Matricellular Signaling Molecule CCN1 Attenuates Experimental Autoimmune Myocarditis by Acting as a Novel Immune Cell Migration Modulator
Background—CCN1 is an evolutionary ancient matricellular protein that modulates biological processes associated with tissue repair. Induction at sites of injury was observed in conditions ranging from skin wounds to cardiac diseases, including ischemic and inflammatory cardiomyopathy. Here, we provide evidence of a novel function of CCN1 as a modulator of immune cell migration.
Methods and Results—To understand the role of CCN1 in cardiomyopathies and to evaluate its therapeutic potential, we overexpressed CCN1 using an adenoviral hepatotropic vector in murine experimental autoimmune myocarditis, a model of human inflammatory cardiomyopathy. CCN1 gene transfer significantly reduced cardiac disease score and immune cell infiltration. In vivo tracking of hemagglutinin epitope–tagged CCN1 revealed binding to spleen macrophages but not to cardiomyocytes. Unexpectedly, CCN1 therapy left cardiac chemokine and cytokine expression unchanged but instead strongly inhibited the migration of spleen macrophages and lymphocytes, as evidenced by ex vivo transwell assays. In accordance with the ex vivo data, in vitro preincubation with CCN1 diminished transwell migration of human monocytes and abrogated their chemotactic response to monocyte chemoattractant protein-1, macrophage inflammatory protein-1α, and stromal cell–derived factor-1α. Further mechanistic studies showed that CCN1-driven modulation of immune cell migration is mimicked in part by cyclic RGD peptides currently in clinical evaluation for cancer therapy.

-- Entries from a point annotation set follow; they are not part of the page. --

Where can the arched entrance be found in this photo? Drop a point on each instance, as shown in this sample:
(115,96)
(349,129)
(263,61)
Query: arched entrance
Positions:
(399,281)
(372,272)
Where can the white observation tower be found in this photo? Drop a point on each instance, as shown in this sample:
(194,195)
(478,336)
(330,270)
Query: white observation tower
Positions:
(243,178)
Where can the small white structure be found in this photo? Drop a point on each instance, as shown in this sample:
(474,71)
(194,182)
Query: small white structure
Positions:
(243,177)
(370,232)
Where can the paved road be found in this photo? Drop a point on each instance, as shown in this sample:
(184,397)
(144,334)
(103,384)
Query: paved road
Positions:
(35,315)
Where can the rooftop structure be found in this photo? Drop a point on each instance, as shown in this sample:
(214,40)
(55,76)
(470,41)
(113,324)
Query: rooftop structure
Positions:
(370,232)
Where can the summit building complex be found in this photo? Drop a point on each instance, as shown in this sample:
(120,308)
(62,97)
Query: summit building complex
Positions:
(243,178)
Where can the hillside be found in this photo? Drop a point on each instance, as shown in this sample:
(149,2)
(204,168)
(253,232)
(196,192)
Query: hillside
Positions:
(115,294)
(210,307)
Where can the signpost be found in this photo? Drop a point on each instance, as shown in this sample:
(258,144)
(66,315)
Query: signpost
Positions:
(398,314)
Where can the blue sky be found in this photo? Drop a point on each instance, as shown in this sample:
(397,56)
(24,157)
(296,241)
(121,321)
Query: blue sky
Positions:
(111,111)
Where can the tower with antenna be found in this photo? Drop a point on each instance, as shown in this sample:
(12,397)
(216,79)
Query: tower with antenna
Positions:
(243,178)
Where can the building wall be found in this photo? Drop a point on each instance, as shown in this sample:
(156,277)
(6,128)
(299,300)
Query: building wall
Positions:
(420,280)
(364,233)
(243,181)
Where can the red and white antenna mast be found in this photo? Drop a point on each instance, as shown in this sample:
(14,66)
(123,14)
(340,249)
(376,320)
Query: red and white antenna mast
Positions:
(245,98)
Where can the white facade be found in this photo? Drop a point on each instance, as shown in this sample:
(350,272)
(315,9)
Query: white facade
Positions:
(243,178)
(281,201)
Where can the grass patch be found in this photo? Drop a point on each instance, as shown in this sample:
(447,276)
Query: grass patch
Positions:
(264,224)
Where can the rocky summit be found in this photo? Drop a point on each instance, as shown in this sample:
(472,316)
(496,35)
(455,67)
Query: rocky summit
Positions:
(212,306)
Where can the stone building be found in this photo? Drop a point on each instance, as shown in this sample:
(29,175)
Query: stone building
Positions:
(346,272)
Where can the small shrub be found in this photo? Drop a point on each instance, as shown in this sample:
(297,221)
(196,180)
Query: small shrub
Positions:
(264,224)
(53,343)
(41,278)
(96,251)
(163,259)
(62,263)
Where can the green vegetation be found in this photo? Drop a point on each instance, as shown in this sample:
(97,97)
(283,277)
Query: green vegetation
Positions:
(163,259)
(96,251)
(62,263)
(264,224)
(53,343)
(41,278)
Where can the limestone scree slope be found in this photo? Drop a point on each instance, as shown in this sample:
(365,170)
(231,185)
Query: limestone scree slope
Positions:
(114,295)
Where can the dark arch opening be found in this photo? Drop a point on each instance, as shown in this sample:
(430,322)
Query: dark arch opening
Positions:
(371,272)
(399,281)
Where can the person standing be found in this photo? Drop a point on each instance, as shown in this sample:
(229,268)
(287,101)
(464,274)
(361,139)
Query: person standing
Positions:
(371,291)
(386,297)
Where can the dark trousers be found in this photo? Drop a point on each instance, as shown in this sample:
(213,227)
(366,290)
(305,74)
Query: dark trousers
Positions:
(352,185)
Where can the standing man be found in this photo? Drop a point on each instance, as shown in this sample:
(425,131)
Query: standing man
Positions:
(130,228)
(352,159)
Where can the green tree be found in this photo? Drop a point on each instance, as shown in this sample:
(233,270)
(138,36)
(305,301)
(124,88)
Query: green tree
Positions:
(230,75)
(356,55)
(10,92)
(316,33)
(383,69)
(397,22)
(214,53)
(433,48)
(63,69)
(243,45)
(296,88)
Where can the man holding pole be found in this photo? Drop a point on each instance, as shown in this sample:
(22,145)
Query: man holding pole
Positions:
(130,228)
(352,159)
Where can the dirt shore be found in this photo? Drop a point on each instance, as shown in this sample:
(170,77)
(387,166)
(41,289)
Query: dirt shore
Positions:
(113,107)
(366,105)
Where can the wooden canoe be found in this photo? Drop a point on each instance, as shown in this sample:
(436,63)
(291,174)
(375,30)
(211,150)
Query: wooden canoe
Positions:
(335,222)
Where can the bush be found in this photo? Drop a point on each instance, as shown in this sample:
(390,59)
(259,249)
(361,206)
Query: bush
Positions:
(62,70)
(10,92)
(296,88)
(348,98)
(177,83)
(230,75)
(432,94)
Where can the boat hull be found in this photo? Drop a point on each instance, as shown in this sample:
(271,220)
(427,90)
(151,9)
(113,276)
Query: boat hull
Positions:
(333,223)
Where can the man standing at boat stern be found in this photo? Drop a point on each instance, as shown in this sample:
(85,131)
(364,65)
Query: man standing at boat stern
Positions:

Conclusions—Our proof-of-concept study suggests investigation of CCN1 as a novel, endogenous “parent compound” for chemotaxis modulation and of cyclic RGD peptides as a class of partially CCN1-mimetic drugs with immediate potential for clinical evaluation in cardiac diseases associated with chronic pathogenic inflammation.
- Received February 11, 2010.
- Accepted October 18, 2010.
- © 2010 American Heart Association, Inc.